Cheers, and don’t forget to count your chickens both before and after they hatch! 🐣

Phylogenetic Vignettes: Tree Rearrangements

As I mentioned in the previous post, I am taking some time off to figure out which direction to pursue next in the blog post series. However, that does not mean that the whole series itself is going into hiatus. In the meantime, I am going to cover a few other topics in phylogenetics. Additionally, I will cross post some of the one-off posts on Dr. Treangen’s lab website. Now, with logistics out of the way let’s get into tree rearrangements.

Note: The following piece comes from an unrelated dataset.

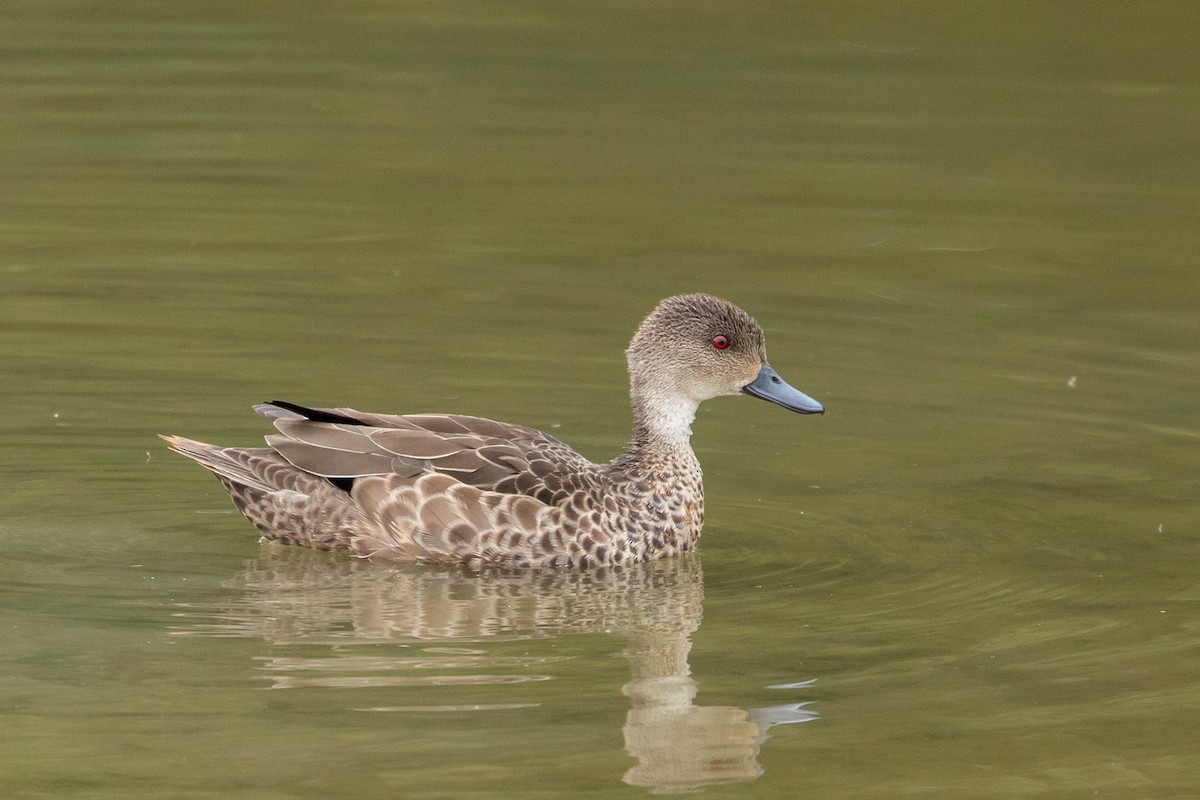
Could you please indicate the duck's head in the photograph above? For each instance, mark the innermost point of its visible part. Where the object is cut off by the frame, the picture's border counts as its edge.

Whenever we are faced with a problem in combinatorial optimization it is often convenient (or even necessary as the majority of interesting problems turn out to be NP-hard) to come up with some heuristic methods. In particular, we often want to explore a “neighborhood” of an object and locate optimal candidates within this neighborhood after which the search can continue from the new local optima. In order to talk about neighborhoods we need to define a metric on the space of objects we are working with (we talked about metric spaces on phylogenetic trees in several previous posts, but in this case we are focusing solely on the tree topology and associated finite metric spaces). In the context of a search problem it is useful to think about the neighborhood of an object as a set of objects that can be obtained from the initial object via some fixed operation. In phylogenetics such operations on trees are typically called tree rearrangements (Felsenstein, 2004). In this post we will take a look at three classical tree rearrangement operations, but keep in mind that there are other ways to mutate trees which lead to different geometries on the tree space.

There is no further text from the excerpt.